His grip tightens and I notice a barely contained fury simmering in his eyes–not aimed at me, but at whoever dared stand in his place only a moment ago.

“Riven,” I whisper softly, feeling like it’s a betrayal to admit.

It doesn’t startle him into action, but the energy changes around us.

The shadows still.

His hands don’t fall away, but they begin to loosen. His fingers relax slowly, like he’s forcing each tendon to obey. His jaw shifts, that tight line of control flickering as he drags his gaze across my face.

One of his hands lifts, thumb brushing the space at the base of my throat, where my pulse flutters beneath thin fabric. For once it doesn’t feel possessive or calculated.

It’s tender.

His expression, always so carefully composed, falters under the weight of something he didn’t mean to reveal.

And I see it...a line he didn’t know existed. One that led him here before he could stop to wonder why.

He steps back as if distance can fix what proximity betrayed, but the tension doesn’t drain from him. Not fully. His shadows hover near the walls now, quieter but still watching, like they, too, are reluctant to leave .

“Keep the door locked,” he says, and though his tone is even, it lands differently now. It’s less command and more of a warning.

Suddenly he vanishes, but a few tendrils of shadow remain.

I lift my hand as one crawls along the ground softly before slinking up my leg. Just before it can touch my hand, I hear a snarl from nearby. It startles me and suddenly the shadow is gone.

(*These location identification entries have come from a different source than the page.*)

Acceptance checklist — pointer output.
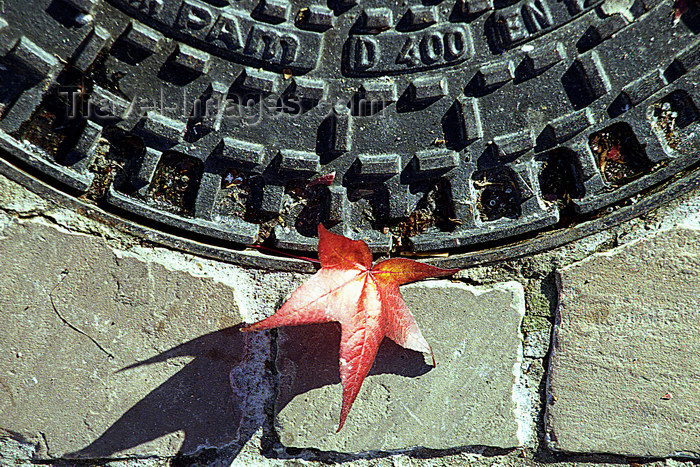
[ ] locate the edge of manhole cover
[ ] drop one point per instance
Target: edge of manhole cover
(683, 183)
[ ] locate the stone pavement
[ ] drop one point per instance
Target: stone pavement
(119, 353)
(625, 369)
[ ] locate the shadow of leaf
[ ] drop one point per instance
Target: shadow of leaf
(308, 359)
(197, 401)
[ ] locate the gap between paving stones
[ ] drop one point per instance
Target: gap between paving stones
(532, 271)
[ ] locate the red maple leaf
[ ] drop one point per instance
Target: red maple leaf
(365, 300)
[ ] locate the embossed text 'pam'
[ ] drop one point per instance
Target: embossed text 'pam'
(231, 33)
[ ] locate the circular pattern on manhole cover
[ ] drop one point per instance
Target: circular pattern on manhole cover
(419, 126)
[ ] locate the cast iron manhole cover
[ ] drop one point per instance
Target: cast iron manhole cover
(448, 125)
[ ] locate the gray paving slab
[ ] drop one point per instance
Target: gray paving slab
(626, 361)
(107, 355)
(468, 399)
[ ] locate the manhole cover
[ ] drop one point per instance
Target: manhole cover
(418, 126)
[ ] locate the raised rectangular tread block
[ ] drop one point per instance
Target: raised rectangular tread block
(83, 6)
(341, 132)
(91, 48)
(640, 89)
(569, 125)
(689, 57)
(545, 56)
(299, 161)
(470, 118)
(163, 131)
(611, 25)
(437, 159)
(379, 90)
(83, 151)
(379, 164)
(496, 73)
(339, 204)
(31, 57)
(107, 106)
(429, 88)
(595, 74)
(249, 155)
(315, 18)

The fire pops softly in the hearth and the quiet of the room settles around me once more.

I lower myself onto the edge of the bed, fingers loose in my lap and breath shallow in my chest, the ghost of both of the kings’ hands still clinging to my skin.

When my eyes opened to this war-torn land, my identity was uncertain, this world unknown, and my skin untouched.

Now only two of those facts remain true.

Tonight, something changed, and I don’t think any of us can pretend otherwise.